Under the sponsorship of an organization called Results for America, we recently undertook a research project that focused on how leaders can and should pursue data-driven social change efforts. For the project, we interviewed roughly 30 city administrators, philanthropists, nonprofit leaders, researchers, and community builders from across the United States. We began this research with a simple premise: Social change leaders now have an unprecedented ability to draw on data-driven insight about which programs actually lead to better results.

Leaders today know that babies born to mothers enrolled in certain home visiting programs have healthier birth outcomes. (The Nurse-Family Partnership, which matches first-time mothers with registered nurses, is a prime example of this type of intervention.3) They know that students in certain reading programs reach higher literacy levels. (Reading Partners, for instance, has shown impressive results with a program that provides one-on-one reading instruction to struggling elementary school students.4) They know that criminal offenders who enter job-training and support programs when they leave prison are less likely to re-offend and more likely to succeed in gaining employment. (The Center for Employment Opportunities has achieved such outcomes by offering life-skills education, short-term paid transitional employment, full-time job placement, and post-placement services.5)

Results for America, which launched in 2012, seeks to enable governments at all levels to apply data-driven approaches to issues related to education, health, and economic opportunity. In 2014, the organization published a book called Moneyball for Government. (The title is a nod to Moneyball, a book by Michael Lewis that details how the Oakland A’s baseball club used data analytics to build championship teams despite having a limited budget for player salaries.) The book features contributions by a wide range of policymakers and thought leaders (including Melody Barnes, a co-author of this article). The editors of Moneyball for Government, Jim Nussle and Peter Orszag, outline three principles that public officials should follow as they pursue social change:

  • “Build evidence about the practices, policies, and programs that will achieve the most effective and efficient results so that policymakers can make better decisions.
  • “Invest limited taxpayer dollars in practices, policies, and programs that use data, evidence, and evaluation to demonstrate they work.
  • “Direct funds away from practices, policies, and programs that consistently fail to achieve measurable outcomes.”6

These concepts sound simple. Indeed, they have the ring of common sense. Yet they do not correspond to the current norms of practice in the public and nonprofit sectors. According to one estimate, less than 1 percent of federal nondefense discretionary spending goes toward programs that are backed by evidence. In a 2014 report, Lisbeth Schorr and Frank Farrow note that the influence of evidence on decision-making—“especially when compared to the influence of ideology, politics, history, and even anecdotes”—has been weak among policymakers and social service providers. (Schorr is a senior fellow at the Center for the Study of Social Policy, and Farrow is director of the center.)

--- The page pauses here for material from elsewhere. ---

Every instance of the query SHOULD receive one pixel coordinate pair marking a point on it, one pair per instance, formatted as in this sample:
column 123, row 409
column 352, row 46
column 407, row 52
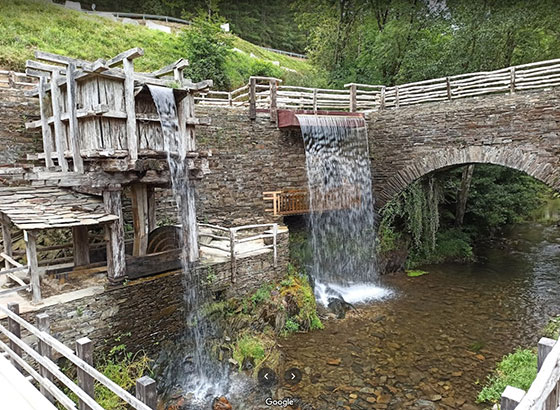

That needs to change. There is both an economic and a moral imperative for adopting data-driven approaches. Given persistently limited budgets, public and nonprofit leaders must direct funds to programs and initiatives that use data to show that they are achieving impact. Even if unlimited funds were available, moreover, leaders would have a responsibility to design programs that will deliver the best results for beneficiaries….

The Need for “Patient Urgency”

The inclination to move fast in creating and implementing data-driven programs and practices is understandable. After all, the problems that communities face today are serious and immediate. People’s lives are at stake. If there is evidence that a particular intervention can (for example) help more children get a healthy start in life—or help them read at grade level, or help them develop marketable skills—then setting that intervention in motion is pressingly urgent.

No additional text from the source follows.